Le jury est composé de :

• M. Andrew J. DIAMOND, professeur à l’Université Paris-Sorbonne (Paris IV)
• Mme Laurence GERVAIS, professeure à l’Université Paris Ouest Nanterre La Défense
• Mme Geneviève MASSARD-GUILBAUD, directrice d’études à l’EHESS
• M. Thomas J. SUGRUE, professeur à l’Université de Pennsylvanie
• M. François WEIL, directeur d’études à l’EHESS (directeur de la thèse)

Résumé de la thèse :

Cette thèse explore l’histoire du littoral de Los Angeles, et plus spécifiquement des plages qui font la renommée de la région, des années 1920 au début des années 1970. Il s’agit d’étudier les plages non pas seulement sous l’angle de l’histoire du tourisme et des loisirs, mais dans une perspective d’histoire urbaine.

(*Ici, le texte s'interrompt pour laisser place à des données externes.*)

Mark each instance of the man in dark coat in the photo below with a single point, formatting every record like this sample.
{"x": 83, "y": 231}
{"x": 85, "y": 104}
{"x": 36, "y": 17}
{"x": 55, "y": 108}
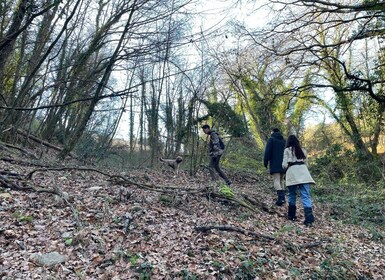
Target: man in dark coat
{"x": 215, "y": 151}
{"x": 274, "y": 154}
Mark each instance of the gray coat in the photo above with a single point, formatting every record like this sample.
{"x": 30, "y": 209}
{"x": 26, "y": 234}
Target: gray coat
{"x": 296, "y": 174}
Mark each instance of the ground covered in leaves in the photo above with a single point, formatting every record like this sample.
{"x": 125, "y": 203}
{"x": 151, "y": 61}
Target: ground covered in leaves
{"x": 142, "y": 224}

En effet, l’aménagement, l’accessibilité, la surveillance, la réglementation et la ségrégation raciale de ces vastes espaces publics font l’objet de multiples débats au cours du siècle. À la croisée de l’histoire environnementale et de l’histoire socio-culturelle, ce travail prend en compte les différents acteurs – ingénieurs, scientifiques, urbanistes, élus et propriétaires locaux – qui ont cherché à transformer et réguler le littoral suivant des visions concurrentes, voire contradictoires, ainsi que les hommes et les femmes qui ont fait valoir leur droit d’occuper et de s’approprier ce lieu. Trois conclusions principales se dégagent de cette étude. D’abord, les plages de Los Angeles sont aujourd’hui largement artificielles ; elles ont notamment été élargies de manière spectaculaire entre les années 1930 et 1960. Ensuite, elles sont le théâtre de multiples remises en cause des hiérarchies sociales et raciales qui prévalent en ville. Toutefois, dans l’après-guerre, un mouvement de modernisation des plages et des quartiers environnants engendre l’élimination partielle des publics et des pratiques jugés indésirables par les autorités. Enfin, les plages sont le lieu de naissance de plusieurs sous-cultures, qui contribuent à façonner un modèle balnéaire original et influencent les manières de montrer et mettre en valeur son corps, à la plage comme à la ville.